Sunday, May 3, 2015

Easy anti-trace with Syscall instruction

When syscall/sysret were introduced with the AMD64 architecture it addressed a few needed improvements. Firstly, sysenter did not save a return address, to which 32 bit Windows always returned to a predefined location. Secondly, IF was cleared on a sysenter to allow an uninterrupted trap frame saving, but TF was not. Much like how a CPL 3 -> CPL 0 call gate transfer with TF set would introduce an INT 01 originating from privilege level 0, sysenter had the same issue.

Now contrary to some of the nonsense I've seen online, Windows does not use call gates. Therefore in 32 bit Windows the only instance this could happen was on a sysenter. Nonetheless however, Windows needed a hack for user-mode single-stepping through sysenter, so the INT 01 handler has a check to see if the instruction pointer on the interrupt stack is that of KiFastCallEntry. Secondly, KiServiceExit will check to see if TF is set in the frame and then does an IRET to the return address, with TF set. A trap is raised after the next instruction following the IRET, this is why if you step over sysenter in 32 bit Windows, it appears to skip an instruction though it really does not.

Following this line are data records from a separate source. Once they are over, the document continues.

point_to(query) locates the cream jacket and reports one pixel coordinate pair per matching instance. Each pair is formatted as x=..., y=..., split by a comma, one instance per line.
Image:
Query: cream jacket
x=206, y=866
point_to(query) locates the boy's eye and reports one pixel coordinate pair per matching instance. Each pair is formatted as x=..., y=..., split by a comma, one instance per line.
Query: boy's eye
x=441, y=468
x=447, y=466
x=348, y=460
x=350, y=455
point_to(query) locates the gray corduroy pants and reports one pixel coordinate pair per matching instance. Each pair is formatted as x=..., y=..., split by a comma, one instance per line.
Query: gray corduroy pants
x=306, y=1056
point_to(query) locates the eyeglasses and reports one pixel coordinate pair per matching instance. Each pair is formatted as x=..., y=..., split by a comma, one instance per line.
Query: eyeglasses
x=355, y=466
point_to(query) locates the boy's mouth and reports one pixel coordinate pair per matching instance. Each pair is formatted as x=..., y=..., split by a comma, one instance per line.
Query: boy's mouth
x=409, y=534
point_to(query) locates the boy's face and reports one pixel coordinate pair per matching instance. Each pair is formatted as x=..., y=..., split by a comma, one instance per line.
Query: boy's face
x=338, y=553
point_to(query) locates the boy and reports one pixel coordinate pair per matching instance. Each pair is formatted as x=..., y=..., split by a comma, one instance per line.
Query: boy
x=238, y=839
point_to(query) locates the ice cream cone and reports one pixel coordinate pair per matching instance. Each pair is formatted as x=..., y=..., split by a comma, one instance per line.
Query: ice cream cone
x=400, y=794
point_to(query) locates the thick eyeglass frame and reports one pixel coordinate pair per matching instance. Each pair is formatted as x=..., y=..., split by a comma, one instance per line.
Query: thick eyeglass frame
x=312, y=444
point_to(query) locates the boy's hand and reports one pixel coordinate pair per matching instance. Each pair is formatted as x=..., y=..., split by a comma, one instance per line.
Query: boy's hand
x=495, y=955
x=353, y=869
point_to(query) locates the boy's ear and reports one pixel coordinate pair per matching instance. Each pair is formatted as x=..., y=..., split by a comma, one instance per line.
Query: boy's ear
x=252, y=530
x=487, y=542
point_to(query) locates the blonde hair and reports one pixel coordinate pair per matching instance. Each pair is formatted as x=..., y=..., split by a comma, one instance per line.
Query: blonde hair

When syscall came along, this issue was also fixed by adding a flag mask which could be used to mask off the trap flag on a system call entry. RFlags is saved in the r11 register, and then reloaded again by sysret. In fact, sysret is special, if TF is set in r11, sysret will raise a #DB after its instruction boundary unlike loading an RFlags image from the stack with TF set using IRET. This makes for a smooth single-step operation over a syscall instruction.

The magic happens because r11 is volatile in this case and shows the state of RFlags after sysret branches back to user-mode.

Pretty simple eh?

mov eax, 0ffffffffh    //invalid syscall
test r11d, 0100h
jnz single_step_detected

Monday, November 11, 2013

Simple debugger detection with GetProcessIoCounters

This higher level API is provided to application developers in order to count IO transactions for a process, or a job object (group of processes). Even with such an innocent face, it can easily be used to determine if the process has an active debug port.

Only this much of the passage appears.